Chikkajajur is a village in Holalkere taluk in Chitradurga district of Karnataka, India. It belongs to Bangalore Division. It is located 34 km west of its district headquarters Chitradurga, 10 km from Holalkere and 237 km from the state capital Bengaluru.

==Demographics==
As of 2011, the town had a population of 6236 individuals; out of this 3024 were males and 3212 were female.

==Connectivity==
The town lies on SH-47, which is now upgraded to NH-173.

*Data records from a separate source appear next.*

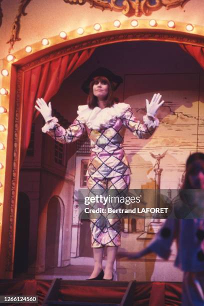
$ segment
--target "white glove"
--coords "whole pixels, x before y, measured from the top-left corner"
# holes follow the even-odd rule
[[[34,107],[41,113],[46,122],[47,122],[48,120],[50,120],[52,118],[52,116],[51,102],[49,102],[48,106],[47,104],[42,98],[38,98],[36,102],[38,106],[35,105]]]
[[[154,118],[154,116],[159,108],[163,104],[164,100],[160,102],[162,95],[160,94],[154,94],[150,103],[148,100],[146,99],[146,114],[148,116]]]

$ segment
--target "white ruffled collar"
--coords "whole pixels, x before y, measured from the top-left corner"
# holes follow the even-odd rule
[[[76,119],[85,124],[88,128],[100,130],[112,126],[118,118],[122,116],[130,106],[126,103],[114,104],[110,108],[100,108],[96,106],[93,110],[88,105],[80,105]]]

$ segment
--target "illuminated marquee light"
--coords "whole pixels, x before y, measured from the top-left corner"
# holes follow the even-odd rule
[[[2,69],[0,73],[3,76],[8,76],[8,72],[7,69]]]
[[[41,42],[42,43],[42,44],[43,44],[43,46],[48,46],[48,44],[50,44],[50,42],[49,40],[48,40],[48,38],[42,38],[42,40],[41,40]]]
[[[5,126],[3,124],[0,124],[0,132],[4,132],[5,130]]]
[[[155,19],[151,19],[149,22],[150,26],[157,26],[157,23]]]
[[[0,114],[4,114],[4,112],[6,112],[6,108],[5,108],[4,106],[0,106]]]
[[[4,144],[0,142],[0,150],[4,150],[5,148],[5,146],[4,146]]]
[[[8,91],[6,89],[6,88],[4,88],[4,87],[2,87],[2,88],[0,88],[0,94],[4,96],[5,94],[8,94]]]
[[[82,34],[84,34],[84,30],[82,28],[78,28],[77,29],[76,32],[78,33],[78,34],[79,34],[80,35],[82,35]]]
[[[8,54],[6,56],[6,59],[8,62],[12,62],[15,59],[15,56],[12,54]]]

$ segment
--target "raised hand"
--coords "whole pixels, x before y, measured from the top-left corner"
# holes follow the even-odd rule
[[[160,94],[154,94],[150,103],[148,100],[146,99],[146,114],[148,116],[154,117],[158,108],[162,106],[164,102],[162,100],[162,102],[160,102],[161,98],[162,95]]]
[[[52,118],[52,106],[51,102],[49,102],[48,106],[45,100],[42,98],[38,98],[36,102],[38,106],[34,106],[34,107],[38,112],[41,113],[44,120],[46,122]]]

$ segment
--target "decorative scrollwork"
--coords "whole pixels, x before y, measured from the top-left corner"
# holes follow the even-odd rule
[[[104,10],[110,10],[121,12],[126,16],[135,15],[140,16],[142,14],[150,15],[154,10],[157,10],[162,6],[167,10],[180,6],[183,8],[190,0],[124,0],[120,4],[117,4],[118,0],[64,0],[66,3],[72,4],[83,5],[90,3],[91,8],[96,8]]]
[[[11,50],[14,48],[14,45],[16,42],[20,40],[21,40],[19,37],[19,33],[20,28],[20,18],[22,15],[23,16],[26,16],[27,14],[27,13],[25,12],[25,10],[31,0],[20,0],[20,5],[19,6],[18,10],[18,14],[16,16],[14,22],[12,24],[10,38],[6,42],[6,44],[10,44],[10,46],[8,48],[8,53],[10,53]]]

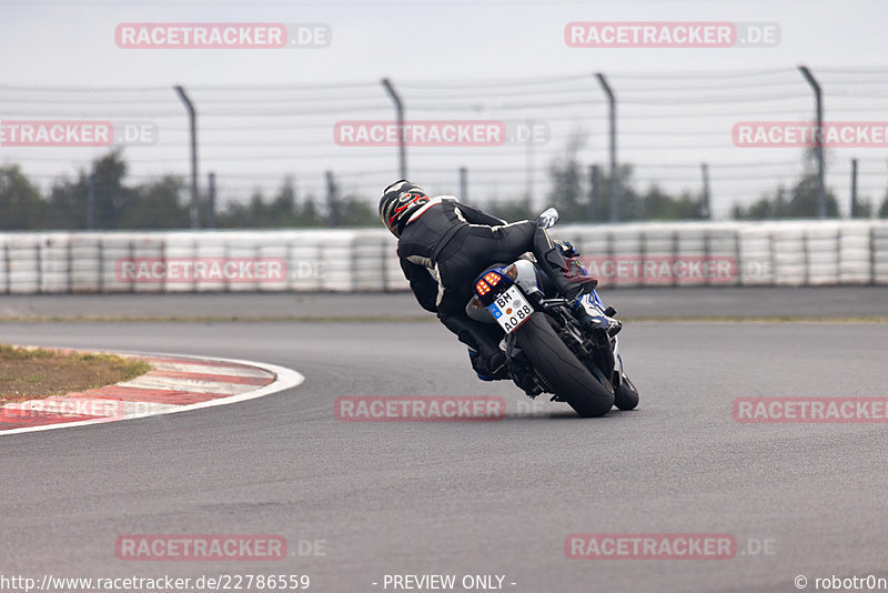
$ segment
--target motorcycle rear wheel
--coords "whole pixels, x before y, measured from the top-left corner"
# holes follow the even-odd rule
[[[558,399],[583,418],[606,414],[614,405],[614,388],[598,371],[596,378],[562,341],[545,313],[535,312],[515,332],[517,345]]]

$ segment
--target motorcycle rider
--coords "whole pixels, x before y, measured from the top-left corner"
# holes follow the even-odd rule
[[[466,314],[475,278],[495,263],[512,262],[532,251],[558,292],[569,300],[592,292],[597,280],[573,273],[559,245],[536,222],[506,223],[454,197],[431,198],[405,179],[383,190],[380,219],[398,239],[401,268],[420,305],[436,313],[468,346],[478,378],[511,376],[528,395],[539,393],[527,371],[511,364],[500,350],[498,329]]]

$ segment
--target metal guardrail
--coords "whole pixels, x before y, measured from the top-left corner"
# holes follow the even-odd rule
[[[561,225],[553,234],[574,242],[606,285],[888,284],[884,221]],[[404,290],[394,248],[385,230],[0,233],[0,293]]]

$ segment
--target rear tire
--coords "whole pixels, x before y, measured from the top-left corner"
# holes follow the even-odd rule
[[[517,345],[531,364],[555,391],[583,418],[606,414],[614,405],[614,388],[599,382],[562,342],[545,313],[535,312],[515,332]],[[605,386],[606,385],[606,386]]]
[[[638,390],[626,375],[623,375],[623,382],[614,390],[614,405],[620,410],[635,410],[638,405]]]

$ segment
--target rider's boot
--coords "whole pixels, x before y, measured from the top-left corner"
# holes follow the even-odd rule
[[[542,227],[537,227],[534,233],[534,255],[558,292],[568,301],[573,301],[581,294],[591,293],[598,285],[598,281],[594,278],[577,274],[571,270],[561,249]]]

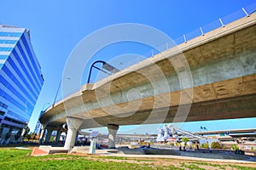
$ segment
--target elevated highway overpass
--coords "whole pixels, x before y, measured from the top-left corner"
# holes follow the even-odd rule
[[[40,122],[48,133],[60,133],[67,122],[65,148],[71,149],[83,128],[108,127],[114,147],[120,125],[255,117],[255,23],[253,14],[84,84],[48,108]]]

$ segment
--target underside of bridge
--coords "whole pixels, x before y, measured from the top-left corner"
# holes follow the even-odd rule
[[[49,108],[40,122],[53,128],[67,122],[70,132],[108,126],[114,133],[119,125],[255,117],[255,23],[254,14],[85,84]],[[187,69],[183,56],[193,86],[180,82]]]

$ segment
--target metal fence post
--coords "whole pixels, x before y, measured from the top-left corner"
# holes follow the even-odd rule
[[[242,11],[246,14],[247,17],[249,17],[250,14],[244,9],[244,8],[241,8]]]
[[[200,31],[201,31],[201,36],[204,36],[205,34],[204,34],[204,32],[203,32],[203,31],[202,31],[201,27],[199,27],[199,28],[200,28]]]
[[[183,34],[183,38],[184,38],[184,42],[186,43],[187,42],[187,39],[186,39],[185,34]]]
[[[219,20],[220,24],[222,25],[222,27],[224,27],[224,26],[225,26],[225,25],[224,25],[224,23],[223,23],[222,20],[221,20],[220,18],[218,18],[218,20]]]

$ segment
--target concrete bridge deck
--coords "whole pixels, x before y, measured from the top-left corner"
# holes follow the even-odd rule
[[[77,130],[109,124],[117,130],[114,125],[255,117],[255,23],[253,14],[84,84],[49,108],[40,122],[55,129],[67,122]],[[188,70],[192,84],[180,80],[189,78]],[[177,115],[181,108],[188,115]]]

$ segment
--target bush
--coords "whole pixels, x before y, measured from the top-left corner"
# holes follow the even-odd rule
[[[202,148],[208,148],[208,147],[209,147],[209,144],[208,144],[208,143],[206,143],[206,144],[202,144],[201,146]]]
[[[174,143],[171,142],[170,145],[174,146]]]
[[[222,145],[218,142],[212,142],[211,148],[212,148],[212,149],[222,149]]]
[[[230,149],[231,149],[231,150],[239,150],[239,147],[238,147],[237,144],[233,144],[230,145]]]

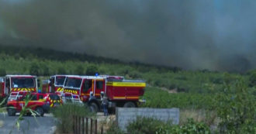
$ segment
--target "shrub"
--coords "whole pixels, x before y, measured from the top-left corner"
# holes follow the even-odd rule
[[[255,96],[241,78],[235,87],[225,84],[217,99],[220,133],[256,133]]]
[[[137,117],[137,120],[127,126],[127,132],[131,134],[154,134],[161,126],[166,123],[152,118]]]
[[[57,129],[64,133],[72,132],[73,115],[89,117],[94,115],[88,108],[77,104],[65,104],[51,109],[54,117],[59,119]]]
[[[209,134],[209,126],[202,122],[196,122],[189,119],[182,125],[171,125],[171,122],[164,122],[152,118],[137,117],[137,120],[127,126],[131,134]]]

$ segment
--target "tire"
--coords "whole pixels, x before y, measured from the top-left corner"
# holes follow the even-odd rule
[[[132,102],[132,101],[128,101],[128,102],[126,102],[123,105],[123,107],[124,108],[135,108],[136,107],[136,105],[133,102]]]
[[[90,110],[92,112],[99,112],[99,107],[98,107],[98,105],[95,102],[92,102],[90,105],[89,105],[89,108],[90,108]]]
[[[41,107],[37,107],[36,108],[36,112],[37,112],[37,115],[40,115],[40,116],[43,116],[43,114],[44,114],[44,112],[43,112],[43,108],[41,108]]]
[[[8,108],[7,112],[9,116],[15,116],[16,114],[16,110],[13,108]]]

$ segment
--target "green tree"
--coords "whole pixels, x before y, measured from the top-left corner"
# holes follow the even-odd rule
[[[41,75],[43,75],[43,76],[48,76],[50,75],[50,69],[49,69],[49,67],[43,64],[41,65]]]
[[[85,74],[85,68],[81,64],[78,64],[75,70],[74,74],[78,75],[84,75]]]
[[[63,67],[60,67],[57,69],[57,74],[66,74],[67,71],[66,71],[65,68],[64,68]]]
[[[95,65],[89,65],[86,69],[85,74],[95,75],[96,72],[98,72],[98,67]]]
[[[32,75],[40,74],[40,67],[37,63],[34,62],[30,65],[29,74]]]

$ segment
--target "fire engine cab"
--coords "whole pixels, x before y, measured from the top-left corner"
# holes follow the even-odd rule
[[[64,84],[68,75],[53,75],[49,80],[43,81],[43,93],[55,93],[61,96],[63,94]]]
[[[144,81],[124,80],[120,76],[67,76],[63,101],[86,102],[92,111],[100,109],[101,97],[106,94],[109,108],[136,107],[144,93]]]
[[[5,98],[12,92],[37,92],[37,77],[33,75],[6,75],[0,77],[0,97]]]

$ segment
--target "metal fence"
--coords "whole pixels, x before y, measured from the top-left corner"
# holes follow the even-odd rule
[[[99,126],[97,119],[73,116],[74,134],[98,134],[103,133],[103,125]]]

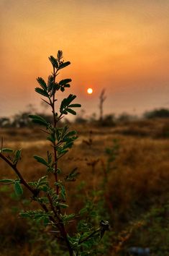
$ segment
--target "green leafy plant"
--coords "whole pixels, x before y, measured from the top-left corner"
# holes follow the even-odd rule
[[[65,183],[75,181],[79,173],[74,168],[70,170],[68,175],[67,174],[65,179],[60,179],[60,174],[63,172],[59,168],[59,161],[72,148],[78,136],[76,131],[69,130],[67,125],[60,127],[58,124],[68,114],[76,115],[74,109],[81,107],[81,105],[73,103],[76,96],[70,94],[63,99],[59,110],[56,111],[57,93],[59,91],[63,93],[66,88],[70,88],[71,82],[71,79],[57,82],[56,77],[60,69],[70,63],[63,60],[61,51],[58,51],[57,58],[50,56],[49,60],[52,66],[52,74],[49,76],[47,83],[42,77],[38,77],[37,80],[40,87],[36,88],[35,91],[43,97],[42,100],[50,107],[52,122],[50,123],[38,115],[29,115],[34,123],[44,127],[42,131],[47,134],[47,140],[51,145],[51,150],[47,151],[46,158],[34,155],[35,160],[45,167],[46,175],[40,177],[38,180],[27,182],[18,168],[18,163],[22,158],[22,150],[4,148],[2,141],[0,158],[13,169],[16,179],[4,179],[0,182],[6,185],[13,184],[18,196],[23,194],[22,187],[31,192],[31,200],[37,202],[40,208],[22,210],[20,216],[51,227],[50,232],[54,234],[65,255],[96,255],[95,248],[105,231],[109,230],[109,225],[108,221],[101,220],[99,225],[95,227],[81,220],[77,224],[76,233],[69,234],[68,231],[67,227],[71,221],[77,223],[77,215],[69,213],[67,210],[68,192],[65,191]]]

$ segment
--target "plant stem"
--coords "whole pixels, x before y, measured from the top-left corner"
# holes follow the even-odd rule
[[[21,183],[26,187],[30,192],[32,192],[32,194],[35,194],[35,191],[34,189],[32,189],[28,184],[27,182],[22,177],[22,174],[20,174],[19,171],[17,168],[16,165],[10,162],[10,161],[4,155],[1,153],[0,153],[0,158],[3,159],[9,166],[12,168],[12,169],[14,171],[16,174],[19,176],[20,179]]]

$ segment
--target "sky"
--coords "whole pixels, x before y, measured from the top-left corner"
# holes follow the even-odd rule
[[[71,62],[58,80],[73,80],[58,98],[76,94],[86,115],[104,88],[105,114],[169,108],[168,31],[168,0],[0,0],[0,116],[40,108],[58,50]]]

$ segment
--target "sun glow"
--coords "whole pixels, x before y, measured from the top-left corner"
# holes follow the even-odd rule
[[[91,94],[91,93],[93,93],[93,89],[88,88],[87,92],[88,92],[88,94]]]

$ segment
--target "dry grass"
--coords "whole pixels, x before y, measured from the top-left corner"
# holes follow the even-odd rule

Chikkajajur is also a railway junction on Bangalore-Arsikere-Hubli line. Another line connects to Ballari via Chitradurga.
Iron Ore and Manganese mines near Bedara Bommanahalli are directly connected by rail, to this junction for further transportation. Due to this, new Bhadravathi - Chikkajajur railway line is being planned to revive the VISL.